La ville est organisée en plusieurs zones principales :

  • Le centre-ville, incluant l’aéroport international,
  • Numerowatt au nord,
  • Cansado, la principale zone résidentielle au sud,
  • Et une zone résidentielle associée aux installations portuaires (“Port Minéralier”) destinées à l’exportation du minerai de fer.

4. Histoire

Origines et colonisation

L’implantation de Nouadhibou remonte au début du XXᵉ siècle, sous l’influence européenne. Avant la colonisation, la zone était peu urbanisée, avec des activités de pêche locales. Sous domination portugaise puis néerlandaise, elle fut progressivement intégrée au réseau colonial français.

En 1907, par décret du gouverneur général de l’Afrique occidentale française Ernest Roume, la ville fut officiellement nommée Port-Étienne en l’honneur d’Eugène Étienne, ministre français des Colonies. À l’indépendance de la Mauritanie en 1960, la ville adopta le nom de Nouadhibou.

Développements économiques et infrastructure

Les infrastructures se sont développées rapidement à partir des années 1960, d’abord avec l’extension du port et ensuite avec la construction du chemin de fer minier vers les mines de Zouérat et Fdérik (environ 674 km à l’intérieur des terres), facilitant l’exportation du ** minerai de fer**, aujourd’hui l’une des industries principales de la région.

Rôle migratoire contemporain

Depuis le début des années 2000, Nouadhibou est également devenue un point de départ majeur pour les migrants africains cherchant à atteindre l’Europe, notamment les îles Canaries, via des traversées maritimes périlleuses. Cette dimension migratoire a façonné une réalité sociale complexe, avec une population diverse confrontée à des enjeux de sécurité, de mobilité et de droit d’asile.


5. Économie et activités

Port et pêche

Le port de Nouadhibou est au cœur de l’économie locale. Traditionnellement un centre de pêche essentiel — profitant des eaux riches en petits pélagiques de l’Atlantique — il accueille encore aujourd’hui des flottes locales et internationales.

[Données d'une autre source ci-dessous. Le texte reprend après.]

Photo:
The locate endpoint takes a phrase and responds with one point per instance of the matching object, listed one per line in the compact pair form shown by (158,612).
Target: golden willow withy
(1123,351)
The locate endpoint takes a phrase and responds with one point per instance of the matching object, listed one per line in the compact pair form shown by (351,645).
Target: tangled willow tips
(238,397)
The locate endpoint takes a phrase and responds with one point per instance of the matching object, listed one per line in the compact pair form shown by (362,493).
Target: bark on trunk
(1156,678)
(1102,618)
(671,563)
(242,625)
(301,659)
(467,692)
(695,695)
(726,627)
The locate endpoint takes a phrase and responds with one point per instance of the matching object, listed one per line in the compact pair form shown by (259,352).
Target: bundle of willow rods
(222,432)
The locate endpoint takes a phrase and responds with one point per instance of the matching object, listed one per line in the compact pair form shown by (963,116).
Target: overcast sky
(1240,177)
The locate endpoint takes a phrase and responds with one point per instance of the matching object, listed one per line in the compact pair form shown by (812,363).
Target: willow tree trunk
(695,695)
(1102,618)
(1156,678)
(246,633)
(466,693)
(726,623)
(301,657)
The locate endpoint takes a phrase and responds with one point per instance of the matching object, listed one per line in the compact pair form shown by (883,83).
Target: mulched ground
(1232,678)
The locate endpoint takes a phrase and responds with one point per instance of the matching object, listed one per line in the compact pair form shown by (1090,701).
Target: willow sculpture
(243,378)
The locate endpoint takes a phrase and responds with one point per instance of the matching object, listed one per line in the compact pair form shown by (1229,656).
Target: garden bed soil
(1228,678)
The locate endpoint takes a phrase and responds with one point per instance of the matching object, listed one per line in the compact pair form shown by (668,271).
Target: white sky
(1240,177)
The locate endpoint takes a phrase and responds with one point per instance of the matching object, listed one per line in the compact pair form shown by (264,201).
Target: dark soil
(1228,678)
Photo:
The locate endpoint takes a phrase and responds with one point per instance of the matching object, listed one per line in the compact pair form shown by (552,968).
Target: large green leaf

Paradoxalement, certaines zones du port présentent un ensemble de navires abandonnés formant ce qui est souvent décrit comme l’un des plus grands “cimetières de navires” au monde, résultat de pratiques de décharge anciennes.

L’activité portuaire est intimement liée à l’exportation de minerai de fer, acheminé par le chemin de fer depuis l’intérieur saharien mauritanien, qui demeure la colonne vertébrale industrielle de la région.

Commerce et services

Outre l’industrie extractive, la ville dispose d’un tissu de commerces, marchés, services et connexions de transport qui en font un centre névralgique pour le commerce transfrontalier et les liaisons régionales avec le Sahara Occidental, le nord du pays et la façade atlantique.


6. Enjeux contemporains

Nouadhibou fait face à plusieurs défis structurants :

  • La gestion durable des ressources halieutiques, avec des pressions croissantes sur les stocks de poissons et des enjeux géopolitiques autour des accords de pêche internationaux.
  • La pression migratoire, qui met en lumière des questions de droit humain, de sécurité maritime et d’intégration locale.
  • L’infrastructure urbaine et les besoins sociaux, notamment en matière d’emploi, d’accès aux services publics et d’organisation du développement urbain.